According to a report released this week by market researcher Dataquest, the multimedia desktop market grew from 10.3 million units in 1994 to more than 20.8 million units in 1995, fueled largely by growth in the Pacific Rim and Europe.
Asian markets grew by 391%, a rate that could help integrate multimedia at a much higher rate in the Asian PC markets than in the US, where the growth was a much more modest 35% or even Europe, a region that enjoyed a healthy 144% growth.
Multimedia PCs have held at a 42% average of all PCs sold in the US for the past six quarters, but multimedia desktop PCs in the Asian markets are already at greater than 50% of PCs sold, according to Dataquest.
Dataquest defines a multimedia-capable PC as having a Motorola 68020, Intel 386, PowerPC or better processor running at a clock speed of at least 25 MHz; 5Mb of RAM; 80Mb or more of disk drive storage; a minimum of 8-bit sound; and the ability to support 8-bit monochrome or colour graphics.
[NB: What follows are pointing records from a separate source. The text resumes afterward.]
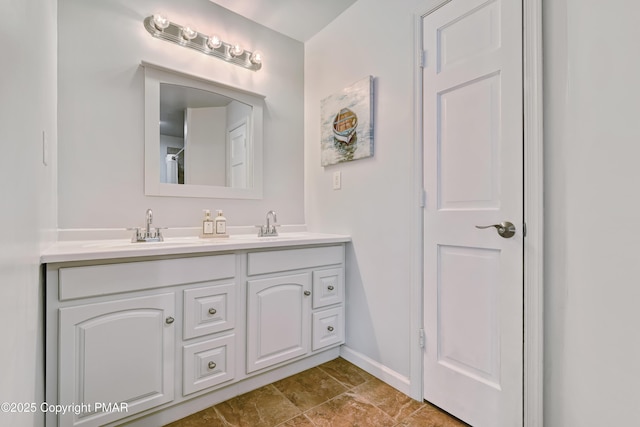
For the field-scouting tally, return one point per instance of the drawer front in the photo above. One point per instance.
(209, 310)
(328, 328)
(328, 288)
(293, 259)
(94, 280)
(208, 363)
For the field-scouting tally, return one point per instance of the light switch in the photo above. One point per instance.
(337, 180)
(45, 149)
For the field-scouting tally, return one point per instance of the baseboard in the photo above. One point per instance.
(378, 370)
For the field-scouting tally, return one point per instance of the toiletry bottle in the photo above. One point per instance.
(208, 226)
(220, 226)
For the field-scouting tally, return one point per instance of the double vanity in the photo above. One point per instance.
(147, 333)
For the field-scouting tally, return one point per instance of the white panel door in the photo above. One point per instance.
(238, 157)
(473, 173)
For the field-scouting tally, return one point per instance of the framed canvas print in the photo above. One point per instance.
(347, 124)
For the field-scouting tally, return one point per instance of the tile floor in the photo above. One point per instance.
(335, 394)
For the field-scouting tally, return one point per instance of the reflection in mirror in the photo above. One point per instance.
(202, 139)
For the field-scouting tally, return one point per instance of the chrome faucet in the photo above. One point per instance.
(148, 233)
(270, 228)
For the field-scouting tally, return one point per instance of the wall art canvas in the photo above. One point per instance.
(347, 124)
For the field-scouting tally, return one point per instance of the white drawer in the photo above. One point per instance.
(208, 363)
(293, 259)
(93, 280)
(209, 310)
(328, 328)
(328, 287)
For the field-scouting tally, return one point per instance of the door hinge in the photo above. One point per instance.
(423, 59)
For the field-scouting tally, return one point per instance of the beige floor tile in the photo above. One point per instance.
(347, 373)
(310, 388)
(264, 407)
(348, 410)
(394, 403)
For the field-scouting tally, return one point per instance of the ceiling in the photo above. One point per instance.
(298, 19)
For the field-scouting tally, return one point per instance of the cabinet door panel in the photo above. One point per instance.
(328, 287)
(116, 352)
(277, 320)
(328, 328)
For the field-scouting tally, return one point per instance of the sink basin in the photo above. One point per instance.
(123, 244)
(284, 236)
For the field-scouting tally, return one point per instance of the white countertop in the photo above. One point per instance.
(88, 250)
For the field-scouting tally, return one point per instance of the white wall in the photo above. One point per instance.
(375, 203)
(27, 189)
(592, 199)
(101, 112)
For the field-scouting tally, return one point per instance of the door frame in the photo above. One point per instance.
(533, 214)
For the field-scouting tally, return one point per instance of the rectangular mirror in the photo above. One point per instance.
(202, 139)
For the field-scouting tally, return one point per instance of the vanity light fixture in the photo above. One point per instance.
(159, 26)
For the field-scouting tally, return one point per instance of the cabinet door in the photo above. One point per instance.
(116, 358)
(278, 316)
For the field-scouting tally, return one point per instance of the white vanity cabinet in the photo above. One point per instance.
(119, 352)
(294, 305)
(115, 329)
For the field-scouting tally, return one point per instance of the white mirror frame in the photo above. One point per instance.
(156, 74)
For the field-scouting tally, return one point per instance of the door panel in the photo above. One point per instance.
(473, 175)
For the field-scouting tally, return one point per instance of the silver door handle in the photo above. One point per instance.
(505, 229)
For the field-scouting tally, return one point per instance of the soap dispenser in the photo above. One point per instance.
(208, 226)
(220, 225)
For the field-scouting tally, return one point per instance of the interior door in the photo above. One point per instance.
(238, 157)
(473, 176)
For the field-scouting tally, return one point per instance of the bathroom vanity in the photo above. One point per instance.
(145, 334)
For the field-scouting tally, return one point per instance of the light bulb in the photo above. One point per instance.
(256, 57)
(214, 42)
(160, 21)
(189, 33)
(235, 50)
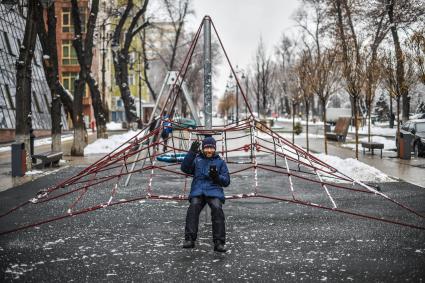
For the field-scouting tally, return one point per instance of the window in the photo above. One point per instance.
(406, 126)
(46, 101)
(68, 80)
(8, 97)
(131, 79)
(8, 44)
(67, 21)
(69, 55)
(36, 102)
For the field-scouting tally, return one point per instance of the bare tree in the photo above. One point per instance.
(285, 53)
(128, 27)
(392, 84)
(50, 64)
(349, 45)
(304, 68)
(84, 48)
(417, 48)
(263, 73)
(401, 14)
(294, 94)
(323, 67)
(376, 28)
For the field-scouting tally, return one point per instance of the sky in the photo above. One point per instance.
(240, 24)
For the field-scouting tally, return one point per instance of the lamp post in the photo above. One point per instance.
(139, 71)
(105, 38)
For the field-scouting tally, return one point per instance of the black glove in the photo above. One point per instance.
(195, 146)
(214, 174)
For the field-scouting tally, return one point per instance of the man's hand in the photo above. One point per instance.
(214, 175)
(195, 146)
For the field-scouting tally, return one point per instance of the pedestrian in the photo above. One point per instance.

A complete multimedia system also includes a CD-ROM drive.
"The Asian markets really embraced the multimedia PC in 1995," says Bruce Ryon, director and principal analyst of Dataquest's multimedia worldwide programme.
Apple was the leading multimedia PC vendor in the world in 1995, outselling its closest competitor, Packard Bell by almost 1 million units worldwide.
Dataquest's report also says that because of the huge growth by non-US based vendors into their own regions, all US-based multimedia PC vendors lost worldwide market share, with Packard Bell and Apple showing the largest decline.